Setiap orang mempunyai persepsi mengenai apa yang dilihat, dipikirkan, dan dirasakan. Hal tersebut sekaligus berarti bahwa persepsi menentukan apa yang akan diperbuat seseorang untuk memenuhi berbagai kepentingan baik untuk diri sendiri, keluarga, maupun lingkungan masyarakat tempat berinteraksi. Persepsi inilah yang membedakan seseorang dengan yang lain.

Untuk lebih memahami persepsi, ada beberapa definisi mengenai persepsi menurut para ahli, yaitu Menurut Brian Fellow (di dalam Dedi Mulyana 2008:180) “persepsi adalah proses yang memungkinkan suatu organisme menerima dan menganalisis informasi, apa yang ingin dilihat oleh seorang yang belum tentu sama dengan fakta yang sebenarnya”. Keinginan itulah yang menyebabkan mengapa dua orang yang melihat/mengalami hal yang sama memberikan interprestasi yang berbeda tentang apa yang dilihat/dialaminya.

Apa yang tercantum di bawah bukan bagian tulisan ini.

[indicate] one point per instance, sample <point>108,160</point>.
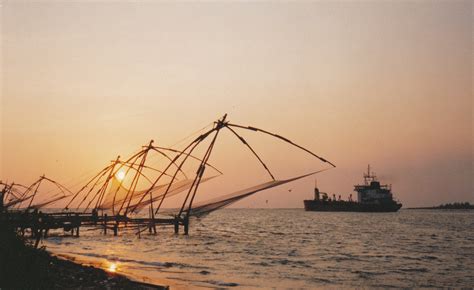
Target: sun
<point>120,175</point>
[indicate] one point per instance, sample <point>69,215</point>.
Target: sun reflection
<point>112,267</point>
<point>120,175</point>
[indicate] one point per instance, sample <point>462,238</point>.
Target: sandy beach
<point>22,266</point>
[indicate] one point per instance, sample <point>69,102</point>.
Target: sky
<point>382,82</point>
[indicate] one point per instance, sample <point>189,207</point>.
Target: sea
<point>290,248</point>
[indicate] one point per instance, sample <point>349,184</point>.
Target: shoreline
<point>23,266</point>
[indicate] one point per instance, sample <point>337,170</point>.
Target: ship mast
<point>369,177</point>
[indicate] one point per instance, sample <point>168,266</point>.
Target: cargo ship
<point>371,197</point>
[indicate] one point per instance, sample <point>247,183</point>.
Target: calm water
<point>293,249</point>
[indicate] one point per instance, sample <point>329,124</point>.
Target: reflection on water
<point>112,267</point>
<point>293,248</point>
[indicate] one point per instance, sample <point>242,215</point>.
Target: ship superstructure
<point>372,196</point>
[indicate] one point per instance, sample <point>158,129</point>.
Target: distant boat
<point>371,197</point>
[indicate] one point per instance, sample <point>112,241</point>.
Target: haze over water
<point>261,248</point>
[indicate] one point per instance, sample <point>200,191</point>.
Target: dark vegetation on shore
<point>455,205</point>
<point>24,267</point>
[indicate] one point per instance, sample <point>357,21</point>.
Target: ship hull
<point>319,205</point>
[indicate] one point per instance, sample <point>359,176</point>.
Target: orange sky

Proses Terjadinya Persepsi

“Proses terjadinya persepsi dimulai dari adanya objek yang menimbulkan stimulus, dan stimulus mengenai alat indera. Stimulus yang diterima alat indera diteruskan oleh saraf sensoris ke otak. Kemudian terjadilah proses di otak sebagai pusat kesadaran sehingga individu menyadari apa yang dilihat, atau apa yang didengar, atau apa yang dirasa. Respon sebagai akibat dari persepsi dapat diambil oleh individu dalam berbagai macam bentuk”. (Walgito, 2010).

Pengertian Sikap

Walgito (2010) mengartikan “sikap adalah organisasi pendapat, keyakinan seseorang mengenai objek atau situasi yang sering terjadi, disertai adanya perasaan tertentu dan memberikan dasar kepada orang tersebut untuk membuat respons atau berperilaku dalam cara yng tertentu sesuai dengan pilihannya”.

Menurut Azwar (2003) “ada dua kerangka pemikiran para ahli psikologi sosial dalam mendefinisikan sikap”:

1. Kerangka pemikiran tradisional, dibagi atas tiga yaitu;

a. Sikap adalah suatu bentuk evaluasi atau reaksi perasaan. Sikap seseorang terhadap objek adalah perasaan mendukung atau memihak (favorable) maupun perasaan tidak mendukung atau tidak memihak (unfavorable) pada objek tersebut (Thurstone, Likert dan Osgood).

(4)

b. Sikap merupakan semacam kesiapan untuk bereaksi terhadap suatu objek dengan cara-cara tertentu. Dapat dikatakan bahwa kesiapan yang dimaksudkan merupakan kecenderungan potensial untuk bereaksi dengan cara tertentu apabila individu dihadapkan pada suatu stimulus yang menghendaki adanya respons (Chave, Bogardus, Lapierre, Mead dan Allport).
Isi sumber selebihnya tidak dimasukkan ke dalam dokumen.